Marrakesh is Morocco's most visited city and its most concentrated marketplace for craft. Founded in 1070 CE by the Almoravid dynasty, the city draws from Berber, Arab, Andalusian, and sub-Saharan African influences in a combination found nowhere else in Morocco. Its souks — organised by trade since the medieval period — are the primary trading point for Berber rugs from the Atlas Mountains, leather babouches, brass and copper metalwork, and hand-woven textiles.

Moroccan Corridor's design language draws more from the northern Andalusian-Amazigh tradition of Tétouan and Fès than from the Marrakesh aesthetic — but the city's craft heritage is part of the same broader Moroccan tradition the brand is rooted in.

Discover Marrakesh →


Coming

The craft cities of Morocco extend well beyond these four. Essaouira and its thuya woodwork. Meknès and its ironwork. Taroudant and its silver jewellery. Azrou and its Middle Atlas weaving tradition. Moroccan Corridor will document each of these cities as the brand's knowledge of them deepens.


Quick Facts

Tétouan Leather · Embroidery · UNESCO medina · Moroccan Corridor HQ
Fès Vegetable-tanned leather · Zellige · Chouara Tannery (11th c.)
Chefchaouen Handwoven wool blankets · Rif Mountains · Blue medina
Marrakesh Berber rugs · Babouches · Brass metalwork · Souks
Coming Essaouira · Meknès · Taroudant · Azrou

Frequently Asked Questions

What are the craft cities of Morocco?

Morocco's craft cities are the historic medinas where specific artisan traditions have been maintained in continuous production for centuries. The most significant are Fès (leather, zellige), Tétouan (leather, embroidery), Marrakesh (rugs, metalwork), Chefchaouen (wool blankets), Essaouira (thuya woodwork), and Meknès (ironwork). Each city's craft tradition reflects its specific history, geography, and cultural influences.

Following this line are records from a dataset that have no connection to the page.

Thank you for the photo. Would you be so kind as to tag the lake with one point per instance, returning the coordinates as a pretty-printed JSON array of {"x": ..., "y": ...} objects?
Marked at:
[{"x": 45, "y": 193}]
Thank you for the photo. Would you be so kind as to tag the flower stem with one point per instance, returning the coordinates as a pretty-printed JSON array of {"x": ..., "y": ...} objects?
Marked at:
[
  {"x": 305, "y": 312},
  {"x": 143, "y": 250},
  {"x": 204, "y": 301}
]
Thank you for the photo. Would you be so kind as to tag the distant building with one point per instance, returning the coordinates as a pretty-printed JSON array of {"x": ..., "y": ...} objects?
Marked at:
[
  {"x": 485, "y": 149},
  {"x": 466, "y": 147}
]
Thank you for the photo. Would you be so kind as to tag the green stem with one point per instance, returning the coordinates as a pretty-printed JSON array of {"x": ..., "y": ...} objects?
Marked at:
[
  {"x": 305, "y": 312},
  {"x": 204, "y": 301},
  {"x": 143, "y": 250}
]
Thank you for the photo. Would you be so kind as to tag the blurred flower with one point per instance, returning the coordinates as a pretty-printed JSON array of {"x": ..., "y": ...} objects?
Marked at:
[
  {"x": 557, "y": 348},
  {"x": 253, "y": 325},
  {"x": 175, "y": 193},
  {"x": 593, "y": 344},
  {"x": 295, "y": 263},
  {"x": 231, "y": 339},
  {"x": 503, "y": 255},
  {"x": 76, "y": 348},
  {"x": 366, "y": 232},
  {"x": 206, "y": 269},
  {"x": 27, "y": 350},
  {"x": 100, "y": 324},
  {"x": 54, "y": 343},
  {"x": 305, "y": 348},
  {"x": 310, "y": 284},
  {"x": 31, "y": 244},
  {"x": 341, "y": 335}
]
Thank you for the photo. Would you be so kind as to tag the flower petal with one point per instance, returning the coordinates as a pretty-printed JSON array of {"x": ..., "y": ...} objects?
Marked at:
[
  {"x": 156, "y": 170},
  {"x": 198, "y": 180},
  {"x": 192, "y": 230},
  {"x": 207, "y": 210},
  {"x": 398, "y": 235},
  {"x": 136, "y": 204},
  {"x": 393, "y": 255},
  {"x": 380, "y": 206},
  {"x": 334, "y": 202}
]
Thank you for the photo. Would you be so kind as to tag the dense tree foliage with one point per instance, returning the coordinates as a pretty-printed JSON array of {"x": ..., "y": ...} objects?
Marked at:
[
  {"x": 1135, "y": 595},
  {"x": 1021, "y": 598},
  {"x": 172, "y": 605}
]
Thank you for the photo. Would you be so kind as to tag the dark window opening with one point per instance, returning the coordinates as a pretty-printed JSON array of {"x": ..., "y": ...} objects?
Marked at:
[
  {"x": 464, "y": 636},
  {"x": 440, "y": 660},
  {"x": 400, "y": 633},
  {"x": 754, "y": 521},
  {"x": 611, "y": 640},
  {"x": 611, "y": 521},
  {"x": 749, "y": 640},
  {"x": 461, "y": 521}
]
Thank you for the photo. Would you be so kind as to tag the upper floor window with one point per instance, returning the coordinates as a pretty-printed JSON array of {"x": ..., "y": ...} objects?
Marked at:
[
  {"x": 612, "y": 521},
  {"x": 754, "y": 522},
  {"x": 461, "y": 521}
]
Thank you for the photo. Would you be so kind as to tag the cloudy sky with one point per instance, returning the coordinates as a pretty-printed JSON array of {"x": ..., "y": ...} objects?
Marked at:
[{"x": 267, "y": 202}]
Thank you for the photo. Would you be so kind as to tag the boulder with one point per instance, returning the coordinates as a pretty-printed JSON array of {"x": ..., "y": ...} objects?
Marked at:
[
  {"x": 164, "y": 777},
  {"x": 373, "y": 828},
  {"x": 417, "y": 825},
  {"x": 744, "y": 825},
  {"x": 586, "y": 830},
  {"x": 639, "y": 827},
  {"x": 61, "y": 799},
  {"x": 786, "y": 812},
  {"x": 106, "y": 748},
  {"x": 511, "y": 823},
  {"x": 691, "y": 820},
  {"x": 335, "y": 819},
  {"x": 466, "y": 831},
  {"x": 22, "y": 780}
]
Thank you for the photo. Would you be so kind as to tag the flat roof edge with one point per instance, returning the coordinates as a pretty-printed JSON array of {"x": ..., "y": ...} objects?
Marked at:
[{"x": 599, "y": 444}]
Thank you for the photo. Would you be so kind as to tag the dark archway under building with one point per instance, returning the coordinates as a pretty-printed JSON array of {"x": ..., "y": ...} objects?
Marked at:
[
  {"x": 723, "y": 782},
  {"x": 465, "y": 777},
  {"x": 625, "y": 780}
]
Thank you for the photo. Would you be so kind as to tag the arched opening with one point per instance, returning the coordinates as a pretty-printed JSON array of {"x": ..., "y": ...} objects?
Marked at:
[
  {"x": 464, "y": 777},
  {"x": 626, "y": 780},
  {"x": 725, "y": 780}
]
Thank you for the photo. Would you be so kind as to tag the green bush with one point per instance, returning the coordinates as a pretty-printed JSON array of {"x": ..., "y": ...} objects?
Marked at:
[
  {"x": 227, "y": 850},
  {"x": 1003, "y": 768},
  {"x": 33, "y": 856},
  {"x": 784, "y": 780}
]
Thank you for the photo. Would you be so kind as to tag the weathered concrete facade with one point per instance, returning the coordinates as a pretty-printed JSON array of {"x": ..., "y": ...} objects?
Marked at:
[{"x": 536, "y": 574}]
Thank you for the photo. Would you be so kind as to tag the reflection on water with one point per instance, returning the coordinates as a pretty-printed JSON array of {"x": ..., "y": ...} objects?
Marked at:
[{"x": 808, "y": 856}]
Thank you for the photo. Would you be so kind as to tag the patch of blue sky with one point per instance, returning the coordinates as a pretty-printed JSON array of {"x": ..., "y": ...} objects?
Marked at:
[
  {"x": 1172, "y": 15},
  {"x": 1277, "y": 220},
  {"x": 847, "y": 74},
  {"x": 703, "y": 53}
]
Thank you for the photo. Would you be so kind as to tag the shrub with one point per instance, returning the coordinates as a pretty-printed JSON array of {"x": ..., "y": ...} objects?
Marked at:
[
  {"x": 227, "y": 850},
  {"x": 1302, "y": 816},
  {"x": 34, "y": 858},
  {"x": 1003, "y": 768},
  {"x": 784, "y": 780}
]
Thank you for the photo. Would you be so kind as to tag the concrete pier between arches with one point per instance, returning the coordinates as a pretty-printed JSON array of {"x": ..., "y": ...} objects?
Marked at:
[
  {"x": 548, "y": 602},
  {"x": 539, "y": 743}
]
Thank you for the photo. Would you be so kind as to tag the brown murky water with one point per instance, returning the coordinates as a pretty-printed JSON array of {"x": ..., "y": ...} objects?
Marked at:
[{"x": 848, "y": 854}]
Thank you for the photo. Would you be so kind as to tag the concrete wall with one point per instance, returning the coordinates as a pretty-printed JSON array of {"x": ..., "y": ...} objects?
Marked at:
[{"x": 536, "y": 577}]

Where does Moroccan Corridor source its products?

Moroccan Corridor sources leather goods from artisans in Tétouan, using vegetable-tanned leather from Fès. Handwoven blankets and throws are sourced directly from weavers in Chefchaouen. The brand works without intermediaries — the artisans and weavers are known by name and the sourcing is traceable to specific workshops and families.

What is the difference between Moroccan craft cities?

Each city has a distinct craft tradition shaped by its history and geography. Fès is the centre of leather tanning and zellige production. Tétouan is known for finer leather finishing and Andalusian-influenced embroidery. Chefchaouen produces distinctive wool blankets specific to the Rif Mountains. Marrakesh is the primary trading point for Berber rugs from the Atlas Mountains and the south.

Why is Moroccan Corridor based in Tétouan rather than Marrakesh or Fès?

Tétouan was chosen because the city's craft infrastructure — the artisans, the materials, the knowledge, and the tradition — made it the right base for the brand's leather goods. Working from Tétouan keeps production close to the source, maintains direct relationships with craftsmen, and ensures that what is sold carries a genuine connection to the place and the people who made it.